Imagine a World: Justice
Rev. Jason Butterick looks at what is required for genuine and authentic worship of God: justice. Kindhearted justice must be the fruit of worship that considers the last, the lost, and the least deserving of our attention and affection. We often limit justice to crisis response, food pantries for the hungry, shelters for the homeless, etc. Our worship should not be about getting God's favor or attention, but rather shifting our focus to who always has God's favor and attention: those without in the day-to-day. When our worship shifts to justice, God hears and sees. More justice shows proper worship. When we love neighbors as much as we declare our love for God, and demonstrate it through compassionate relief of injustice, bondage, and oppression, then our worship is proper and acceptable.

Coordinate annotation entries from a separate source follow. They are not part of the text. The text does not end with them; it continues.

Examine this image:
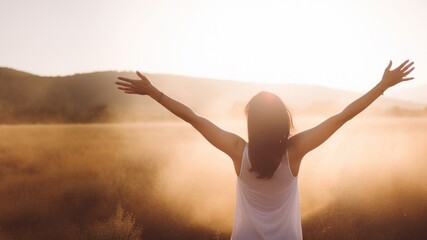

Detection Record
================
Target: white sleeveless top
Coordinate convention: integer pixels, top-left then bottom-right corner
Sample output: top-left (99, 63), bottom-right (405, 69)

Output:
top-left (231, 145), bottom-right (302, 240)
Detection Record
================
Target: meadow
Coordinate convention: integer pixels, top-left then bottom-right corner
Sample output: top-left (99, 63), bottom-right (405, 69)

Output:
top-left (0, 117), bottom-right (427, 240)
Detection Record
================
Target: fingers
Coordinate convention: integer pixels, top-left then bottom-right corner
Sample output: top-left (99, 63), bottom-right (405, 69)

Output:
top-left (401, 62), bottom-right (414, 72)
top-left (396, 60), bottom-right (409, 70)
top-left (403, 67), bottom-right (415, 76)
top-left (136, 71), bottom-right (146, 79)
top-left (385, 60), bottom-right (393, 71)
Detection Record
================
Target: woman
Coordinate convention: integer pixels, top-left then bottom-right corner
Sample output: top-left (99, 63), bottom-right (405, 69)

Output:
top-left (116, 60), bottom-right (414, 240)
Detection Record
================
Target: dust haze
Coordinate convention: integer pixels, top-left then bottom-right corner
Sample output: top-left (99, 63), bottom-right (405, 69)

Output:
top-left (0, 69), bottom-right (427, 240)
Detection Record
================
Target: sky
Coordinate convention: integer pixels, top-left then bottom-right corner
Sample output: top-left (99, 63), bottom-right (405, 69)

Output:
top-left (0, 0), bottom-right (427, 91)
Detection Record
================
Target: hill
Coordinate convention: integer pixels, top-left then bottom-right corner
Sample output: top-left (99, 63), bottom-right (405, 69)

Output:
top-left (0, 68), bottom-right (425, 123)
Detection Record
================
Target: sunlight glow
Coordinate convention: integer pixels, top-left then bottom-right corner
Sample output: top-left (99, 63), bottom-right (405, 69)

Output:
top-left (0, 0), bottom-right (427, 91)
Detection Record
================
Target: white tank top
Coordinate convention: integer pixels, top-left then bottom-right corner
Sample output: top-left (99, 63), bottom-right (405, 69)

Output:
top-left (231, 145), bottom-right (302, 240)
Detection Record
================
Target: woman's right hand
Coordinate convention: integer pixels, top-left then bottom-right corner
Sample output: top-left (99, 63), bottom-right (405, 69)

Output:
top-left (379, 60), bottom-right (415, 90)
top-left (116, 71), bottom-right (157, 96)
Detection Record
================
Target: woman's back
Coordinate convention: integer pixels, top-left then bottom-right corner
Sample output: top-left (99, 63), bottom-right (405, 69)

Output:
top-left (231, 146), bottom-right (302, 240)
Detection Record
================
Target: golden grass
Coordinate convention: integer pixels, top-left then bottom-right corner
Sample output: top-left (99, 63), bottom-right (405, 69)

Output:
top-left (0, 118), bottom-right (427, 239)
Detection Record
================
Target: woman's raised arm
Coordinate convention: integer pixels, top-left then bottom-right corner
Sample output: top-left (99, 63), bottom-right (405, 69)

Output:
top-left (116, 72), bottom-right (246, 166)
top-left (290, 60), bottom-right (414, 163)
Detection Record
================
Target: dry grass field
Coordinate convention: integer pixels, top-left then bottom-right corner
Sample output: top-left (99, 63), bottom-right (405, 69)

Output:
top-left (0, 117), bottom-right (427, 240)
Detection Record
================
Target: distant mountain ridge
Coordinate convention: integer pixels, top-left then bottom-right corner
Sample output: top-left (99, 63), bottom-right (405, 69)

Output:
top-left (0, 68), bottom-right (425, 123)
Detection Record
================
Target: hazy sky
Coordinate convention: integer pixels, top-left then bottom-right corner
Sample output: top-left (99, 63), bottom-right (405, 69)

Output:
top-left (0, 0), bottom-right (427, 91)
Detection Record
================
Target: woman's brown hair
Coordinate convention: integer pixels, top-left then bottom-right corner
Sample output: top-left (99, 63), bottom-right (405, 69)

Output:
top-left (245, 92), bottom-right (293, 179)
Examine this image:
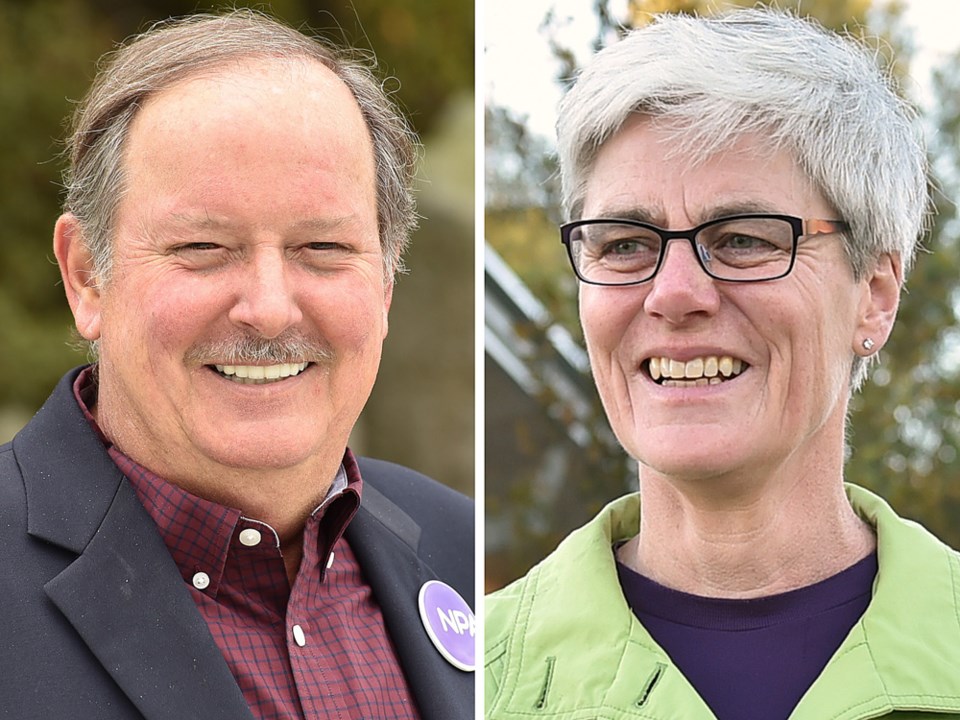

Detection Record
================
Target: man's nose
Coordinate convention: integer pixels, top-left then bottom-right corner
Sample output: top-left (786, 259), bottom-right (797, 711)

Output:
top-left (644, 238), bottom-right (720, 324)
top-left (230, 249), bottom-right (303, 338)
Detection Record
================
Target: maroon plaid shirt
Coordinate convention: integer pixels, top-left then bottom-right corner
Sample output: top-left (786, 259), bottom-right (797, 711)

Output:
top-left (74, 371), bottom-right (419, 720)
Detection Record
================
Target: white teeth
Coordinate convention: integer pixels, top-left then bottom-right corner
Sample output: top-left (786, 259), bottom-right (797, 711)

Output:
top-left (650, 358), bottom-right (660, 380)
top-left (214, 362), bottom-right (310, 385)
top-left (683, 358), bottom-right (703, 378)
top-left (647, 355), bottom-right (749, 387)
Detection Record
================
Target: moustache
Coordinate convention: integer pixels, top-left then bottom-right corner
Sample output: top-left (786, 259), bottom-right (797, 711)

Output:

Imagine A World: More Hope
Rev. Jason Butterick shares lessons on hope from the book of Hebrews. Hope requires a form of trust, a given promise, and an imagining of what is possible even without visual evidence. The world does not usually operate with much hope, as it is often disappointed or misled to trust and believe in something or someone. But what if we could hold our faith towards our hope in Christ, to use it to provoke and encourage love and good works both among us and towards others? What do we have hope in? How is it evident? How is it fulfilled? Hope requires commitment, time, talent, and work. What if we held hope in confidence that it will come to pass?
Imagine a World; Community
Rev. Jason Butterick reveals the hallmarks of the church: learning, loving, and service. These practices happen best within a community that is learning, loving, and serving one another and its community. When does the community of faith fall apart? When it is not learning, loving, or serving. The community suffers when some refuse to learn, love, or serve within it. Imagine what could happen if this alternative community of fellowship could counter the hyper-individualistic world we live in.